In extreme rainfall, two people die in Cambodia, five in Vietnam, as the situation is likely to worsen due to an incoming tropical depression.

Elderly residents and young children clung to inflatable tires as soldiers and policemen in Cambodia’s western Battambang province, which is expected to deteriorate on Sunday, used rope cables to get them to safety above rising floods.

Hundreds of families in three Cambodian provinces – Pursat, Battambang and Pailin – were forced to evacuate amid extreme rainfall, heralding the arrival of a tropical depression across the Mekong region.

“A two-year-old child and a 57-year-old man drowned in the flood,” Seak Vichet, a spokesman for the Cambodian National Committee for Disaster Management, told AFP late Saturday.

The authorities do not yet have a clear picture of the extent of the damage or the people affected, but they expect the situation to deteriorate.

In the last few days, almost a meter of rain has fallen in central Vietnam.

Five people died and eight were still missing when the flood flooded more than 33,000 homes and forced more than 26,000 people to evacuate, the official disaster control agency said.

The national road connecting North Vietnam with the South was flooded while airlines canceled some domestic flights, local media reports.

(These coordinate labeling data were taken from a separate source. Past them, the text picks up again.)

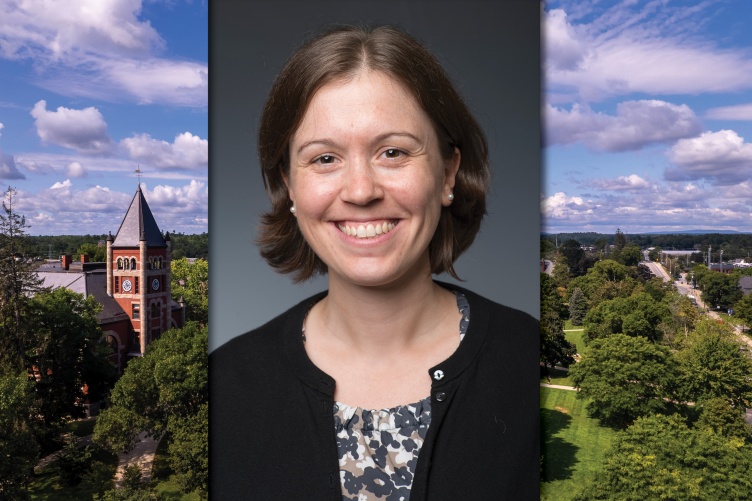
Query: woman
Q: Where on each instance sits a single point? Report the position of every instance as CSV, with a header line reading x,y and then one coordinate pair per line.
x,y
389,385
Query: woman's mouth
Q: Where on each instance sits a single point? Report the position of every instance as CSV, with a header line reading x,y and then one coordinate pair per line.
x,y
366,230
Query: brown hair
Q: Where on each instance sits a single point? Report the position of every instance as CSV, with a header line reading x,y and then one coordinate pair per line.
x,y
341,53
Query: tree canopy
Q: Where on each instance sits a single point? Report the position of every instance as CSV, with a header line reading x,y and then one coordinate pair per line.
x,y
625,378
165,393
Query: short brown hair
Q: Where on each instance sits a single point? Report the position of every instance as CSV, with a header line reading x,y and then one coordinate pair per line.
x,y
340,53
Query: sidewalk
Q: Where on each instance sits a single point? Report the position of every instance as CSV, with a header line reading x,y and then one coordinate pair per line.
x,y
142,454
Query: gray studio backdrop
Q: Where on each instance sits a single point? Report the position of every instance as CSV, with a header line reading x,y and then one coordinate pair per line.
x,y
490,49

The streets also turned into rivers and flooded land in Thailand’s Nakhon Ratchasima province as residents scrambled to place sandbags and move their belongings to a higher level.

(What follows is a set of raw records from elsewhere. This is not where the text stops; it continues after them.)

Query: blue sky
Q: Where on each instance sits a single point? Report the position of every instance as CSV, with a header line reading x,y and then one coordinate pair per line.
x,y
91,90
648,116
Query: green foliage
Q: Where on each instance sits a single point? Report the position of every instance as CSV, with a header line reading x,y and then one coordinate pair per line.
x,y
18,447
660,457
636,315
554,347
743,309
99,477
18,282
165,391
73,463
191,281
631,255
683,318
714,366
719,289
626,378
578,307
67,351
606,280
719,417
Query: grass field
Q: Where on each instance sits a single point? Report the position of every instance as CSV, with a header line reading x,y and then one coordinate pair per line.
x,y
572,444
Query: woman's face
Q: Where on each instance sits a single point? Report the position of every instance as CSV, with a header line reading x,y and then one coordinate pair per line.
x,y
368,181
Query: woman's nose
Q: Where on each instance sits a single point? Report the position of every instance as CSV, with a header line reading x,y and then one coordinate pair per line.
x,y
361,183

Provincial governor Vichien Chantaranothai said Pak Chong district is the hardest hit, with 8,000 households and 12,000 affected. About 200 houses were flooded.

The floods also affected the Vietnamese old town of Hoi An after heavy rains in the Mekong region [Vietnam News Agency via AFP]The authorities distributed food parcels and asked people to evacuate to communal shelters.

“The water is three meters deep in some places,” he told reporters on Saturday.

Khao Yai National Park was closed this weekend due to heavy rainfall and landslides.

In Laos, rising floods have damaged villages and rice fields along the Xepon and Xebanghieng Rivers in Savannakhet Province, with more rain on the way.